Le magazine ceo fête cette année son 20e anniversaire. Où en étiez-vous dans votre vie il y a 20 ans?
Après ma formation commerciale chez Siemens, j’occupais mon premier poste chez Siemens Corporate Finance. Je me suis marié un an plus tard.

Auriez-vous imaginé, il y a 20 ans, que vous seriez aujourd’hui CFO de Siemens ?
Non. Mais j’aimais déjà la Suisse et je savais que j’aspirerais un jour à un poste de direction.

Comment restez-vous au fait des nouvelles technologies?
Je suis enthousiaste et ouvert à la technique, et j’échange surtout avec les collaborateurs les plus jeunes, qui connaissent les dernières tendances.

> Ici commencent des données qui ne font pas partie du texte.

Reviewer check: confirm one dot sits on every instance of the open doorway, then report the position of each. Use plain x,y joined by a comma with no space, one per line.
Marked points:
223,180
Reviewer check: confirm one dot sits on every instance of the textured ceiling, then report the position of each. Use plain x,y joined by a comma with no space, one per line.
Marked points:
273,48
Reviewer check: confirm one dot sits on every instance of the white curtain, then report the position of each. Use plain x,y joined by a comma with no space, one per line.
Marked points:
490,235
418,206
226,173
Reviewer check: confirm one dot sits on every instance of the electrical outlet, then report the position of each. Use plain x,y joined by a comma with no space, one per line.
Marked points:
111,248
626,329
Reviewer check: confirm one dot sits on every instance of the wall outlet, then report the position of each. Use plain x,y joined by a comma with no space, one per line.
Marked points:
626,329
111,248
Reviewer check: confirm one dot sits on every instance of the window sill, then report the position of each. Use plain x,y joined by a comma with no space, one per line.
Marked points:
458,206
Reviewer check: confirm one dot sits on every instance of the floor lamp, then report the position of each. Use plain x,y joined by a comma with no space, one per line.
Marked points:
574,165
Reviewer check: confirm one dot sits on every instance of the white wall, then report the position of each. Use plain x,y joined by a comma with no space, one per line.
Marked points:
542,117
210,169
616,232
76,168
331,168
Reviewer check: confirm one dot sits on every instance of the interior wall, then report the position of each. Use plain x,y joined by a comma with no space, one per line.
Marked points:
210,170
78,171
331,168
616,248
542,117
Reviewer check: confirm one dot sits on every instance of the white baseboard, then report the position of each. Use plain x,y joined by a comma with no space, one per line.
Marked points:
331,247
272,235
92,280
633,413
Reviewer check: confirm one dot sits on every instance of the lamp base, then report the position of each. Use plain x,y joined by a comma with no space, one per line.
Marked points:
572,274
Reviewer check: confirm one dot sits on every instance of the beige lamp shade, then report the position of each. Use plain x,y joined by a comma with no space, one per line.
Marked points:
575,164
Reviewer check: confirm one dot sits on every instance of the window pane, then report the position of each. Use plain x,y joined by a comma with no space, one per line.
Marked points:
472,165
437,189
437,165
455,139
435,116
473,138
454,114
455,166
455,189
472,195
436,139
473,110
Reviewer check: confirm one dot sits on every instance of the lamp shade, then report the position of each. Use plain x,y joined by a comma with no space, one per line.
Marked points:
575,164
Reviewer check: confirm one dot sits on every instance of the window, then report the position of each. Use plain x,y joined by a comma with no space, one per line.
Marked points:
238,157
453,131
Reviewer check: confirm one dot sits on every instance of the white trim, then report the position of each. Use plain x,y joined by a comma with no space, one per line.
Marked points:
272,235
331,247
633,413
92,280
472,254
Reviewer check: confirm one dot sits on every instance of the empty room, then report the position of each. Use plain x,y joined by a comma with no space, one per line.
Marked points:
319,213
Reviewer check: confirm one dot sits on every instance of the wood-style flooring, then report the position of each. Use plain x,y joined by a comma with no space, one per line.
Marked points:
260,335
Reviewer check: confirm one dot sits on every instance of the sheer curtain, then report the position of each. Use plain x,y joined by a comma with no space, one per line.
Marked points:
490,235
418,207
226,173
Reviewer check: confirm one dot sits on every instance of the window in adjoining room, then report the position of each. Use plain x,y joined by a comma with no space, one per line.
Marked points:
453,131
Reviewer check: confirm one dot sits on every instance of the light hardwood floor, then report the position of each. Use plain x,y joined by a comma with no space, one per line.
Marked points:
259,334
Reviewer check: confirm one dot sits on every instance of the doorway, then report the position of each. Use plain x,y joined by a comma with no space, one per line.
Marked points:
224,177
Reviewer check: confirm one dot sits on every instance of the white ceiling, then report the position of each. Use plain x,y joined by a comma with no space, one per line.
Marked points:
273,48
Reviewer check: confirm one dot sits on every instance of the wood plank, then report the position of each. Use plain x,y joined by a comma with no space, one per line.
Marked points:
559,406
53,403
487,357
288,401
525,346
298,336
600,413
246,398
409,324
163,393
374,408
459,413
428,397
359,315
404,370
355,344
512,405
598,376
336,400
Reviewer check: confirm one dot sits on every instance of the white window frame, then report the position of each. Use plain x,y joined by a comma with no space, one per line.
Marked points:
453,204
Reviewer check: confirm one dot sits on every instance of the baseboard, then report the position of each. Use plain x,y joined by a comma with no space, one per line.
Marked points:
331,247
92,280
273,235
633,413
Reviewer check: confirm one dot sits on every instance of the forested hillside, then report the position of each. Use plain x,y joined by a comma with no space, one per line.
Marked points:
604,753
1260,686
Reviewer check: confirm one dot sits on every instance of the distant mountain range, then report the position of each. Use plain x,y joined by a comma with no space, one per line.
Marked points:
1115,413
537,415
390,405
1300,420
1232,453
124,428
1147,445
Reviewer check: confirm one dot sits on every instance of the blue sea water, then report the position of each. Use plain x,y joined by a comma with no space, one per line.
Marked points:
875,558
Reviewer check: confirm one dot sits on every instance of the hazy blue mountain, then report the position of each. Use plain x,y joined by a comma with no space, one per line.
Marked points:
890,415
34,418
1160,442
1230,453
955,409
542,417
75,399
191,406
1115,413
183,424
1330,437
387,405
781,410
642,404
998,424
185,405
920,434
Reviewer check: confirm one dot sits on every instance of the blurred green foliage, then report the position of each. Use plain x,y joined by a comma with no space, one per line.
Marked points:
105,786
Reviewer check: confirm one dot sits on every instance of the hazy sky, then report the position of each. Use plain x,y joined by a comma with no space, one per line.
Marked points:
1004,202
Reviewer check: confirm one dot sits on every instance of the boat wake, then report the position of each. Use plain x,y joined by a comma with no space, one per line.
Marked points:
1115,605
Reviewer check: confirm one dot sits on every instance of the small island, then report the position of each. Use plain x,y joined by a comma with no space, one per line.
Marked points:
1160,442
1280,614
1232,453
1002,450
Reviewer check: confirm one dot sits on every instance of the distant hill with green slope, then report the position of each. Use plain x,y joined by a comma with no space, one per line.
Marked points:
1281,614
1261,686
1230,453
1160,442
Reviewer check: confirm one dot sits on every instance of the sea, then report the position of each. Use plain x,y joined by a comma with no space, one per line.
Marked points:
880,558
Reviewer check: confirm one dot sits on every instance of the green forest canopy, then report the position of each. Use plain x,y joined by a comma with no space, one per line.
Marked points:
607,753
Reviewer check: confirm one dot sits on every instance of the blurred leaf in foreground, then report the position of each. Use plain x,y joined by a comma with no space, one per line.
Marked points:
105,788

En quoi trouvez-vous votre travail gratifiant?
Deux choses me réjouissent : l’échange avec un grand nombre de personnes formidables – et nos technologies, qui contribuent à rendre le monde meilleur. 

Qu’est-ce qui, pour vous, est le plus important sur votre lieu de travail?
Dans l’environnement direct, la confiance et la joie. Le temps de travail est un temps de vie, et il faut aussi pouvoir rire parfois. 

Comment maintenez-vous l’équilibre entre votre travail et votre vie privée – ou comment intégrez-vous les deux?
Je suis toujours joignable, aussi bien la journée pour ma femme que le soir pour mes collaborateurs. Ce principe fonctionne bien car ici, en Suisse, on respecte la vie privée. Il faut veiller à ne pas dévier.

Quel conseil donneriez-vous à d’autres entreprises concernant le monde du travail de demain?
Je dirais qu’il faut renforcer la responsabilité individuelle et renoncer au contrôle. Il est de toute façon impossible.